Money From Your Camera
People pay money for pictures. Why shouldn't it be your pictures? There are many
ways to earn money from a camera, some requiring more skill than others, but
with all of them the golden rule is "give the customer what he or she wants". In
other words, take the pictures people want to buy, not just what takes your fancy.
When choosing which markets to go for you need to take two things into account,
your own level of expertise and the camera equipment you own. A small digital
camera will do for some jobs but there are situations where only film or large
digital files of 12Mb plus will do.
This is the first thing many people think of but don't even consider wedding
photography unless you are a really competent photographer and have at least two
good cameras so that you have a back-up to hand. I carry two film-based SLR
cameras plus an 8Mp digital camera. Consider buying medium format if you are
likely to do many weddings so that you can provide larger prints if required.

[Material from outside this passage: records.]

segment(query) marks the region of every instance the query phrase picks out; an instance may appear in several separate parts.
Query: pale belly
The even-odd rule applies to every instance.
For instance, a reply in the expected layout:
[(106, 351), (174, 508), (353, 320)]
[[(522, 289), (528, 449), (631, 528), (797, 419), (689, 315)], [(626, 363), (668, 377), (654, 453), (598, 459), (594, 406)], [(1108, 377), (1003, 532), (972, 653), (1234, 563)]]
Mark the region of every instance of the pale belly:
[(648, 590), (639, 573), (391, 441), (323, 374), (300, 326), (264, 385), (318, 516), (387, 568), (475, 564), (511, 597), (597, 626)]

There are three approaches to wedding photography - formal, informal and "artsy".
Most couples want a set of formal portraits as the core of their wedding pictures.
Agree to the groups required beforehand with your customers. Explain that you will
need plenty of time. Shepherding people is time-consuming. There's always someone
who goes missing when you need them.
If possible, visit the venue beforehand to find the best locations. Work out
where the sun will be and how you are going to fit in large groups. Look for
banks or steps to arrange them on. If you have them looking up at you make sure
they are not squinting into the sun.
Ask what other shots are required. Remember the cake, and perhaps the rings.

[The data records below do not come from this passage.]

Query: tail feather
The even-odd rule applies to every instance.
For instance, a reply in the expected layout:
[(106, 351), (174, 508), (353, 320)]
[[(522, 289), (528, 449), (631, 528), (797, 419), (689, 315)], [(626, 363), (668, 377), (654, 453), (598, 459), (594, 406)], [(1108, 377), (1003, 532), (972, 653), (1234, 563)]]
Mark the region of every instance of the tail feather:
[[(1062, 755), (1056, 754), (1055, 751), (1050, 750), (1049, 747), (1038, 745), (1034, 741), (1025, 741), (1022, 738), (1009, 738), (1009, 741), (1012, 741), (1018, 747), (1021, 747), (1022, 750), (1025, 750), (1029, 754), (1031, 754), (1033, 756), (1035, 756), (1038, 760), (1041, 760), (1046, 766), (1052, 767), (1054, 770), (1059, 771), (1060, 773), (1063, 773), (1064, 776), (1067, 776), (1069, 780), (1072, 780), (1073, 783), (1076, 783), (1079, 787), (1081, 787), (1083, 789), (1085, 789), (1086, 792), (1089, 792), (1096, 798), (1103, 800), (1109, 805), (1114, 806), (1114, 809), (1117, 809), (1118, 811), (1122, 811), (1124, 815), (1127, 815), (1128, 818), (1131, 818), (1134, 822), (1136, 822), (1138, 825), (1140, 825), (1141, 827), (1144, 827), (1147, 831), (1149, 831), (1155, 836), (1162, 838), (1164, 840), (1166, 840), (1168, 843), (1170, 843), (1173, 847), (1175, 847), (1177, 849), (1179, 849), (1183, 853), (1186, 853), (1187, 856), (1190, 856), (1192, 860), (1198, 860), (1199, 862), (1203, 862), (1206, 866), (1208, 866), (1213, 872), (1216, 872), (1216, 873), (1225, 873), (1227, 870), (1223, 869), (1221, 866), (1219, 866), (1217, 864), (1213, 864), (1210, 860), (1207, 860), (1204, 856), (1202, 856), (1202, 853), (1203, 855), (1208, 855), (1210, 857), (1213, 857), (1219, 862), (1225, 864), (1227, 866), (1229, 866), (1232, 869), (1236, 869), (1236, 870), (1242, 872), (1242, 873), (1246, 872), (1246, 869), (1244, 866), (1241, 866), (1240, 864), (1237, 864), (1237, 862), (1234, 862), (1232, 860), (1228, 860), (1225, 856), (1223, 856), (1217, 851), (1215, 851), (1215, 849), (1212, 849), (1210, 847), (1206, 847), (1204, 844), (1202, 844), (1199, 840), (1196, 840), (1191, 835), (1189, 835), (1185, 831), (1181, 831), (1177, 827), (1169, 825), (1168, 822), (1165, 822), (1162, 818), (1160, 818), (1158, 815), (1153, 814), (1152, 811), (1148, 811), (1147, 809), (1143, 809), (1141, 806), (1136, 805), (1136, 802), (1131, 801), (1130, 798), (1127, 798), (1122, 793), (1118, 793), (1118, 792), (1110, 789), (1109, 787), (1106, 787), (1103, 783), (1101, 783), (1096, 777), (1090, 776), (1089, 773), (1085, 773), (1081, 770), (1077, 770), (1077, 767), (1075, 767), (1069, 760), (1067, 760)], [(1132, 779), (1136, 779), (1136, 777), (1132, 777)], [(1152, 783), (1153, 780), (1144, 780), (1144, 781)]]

Arty shots are up to you and your creativity. Get the main group portraiture out
of the way first so that you have time to be creative. Most commercial photographers
leave the informal shots to the guests but it's worth grabbing any extra shots
you can. One favorite of mine was a shot of the bridesmaids climbing on a gazebo!
Magazines and Other Publications
Publishers vary considerably in their requirements. You won't get a look-in
unless you provide the right kind of pictures in the right way. Being based in
the UK I joined the Bureau of Freelance Photographers to keep abreast of what
editor's are looking for. Pictures must be sharp and well-composed.
Include both landscape (horizontal) and portrait (upright) shots in any
submission unless told otherwise. Cover shots may need some uncluttered space
for the title and other text and generally require high quality originals. Study
your chosen publications first to see what they use and how they use it.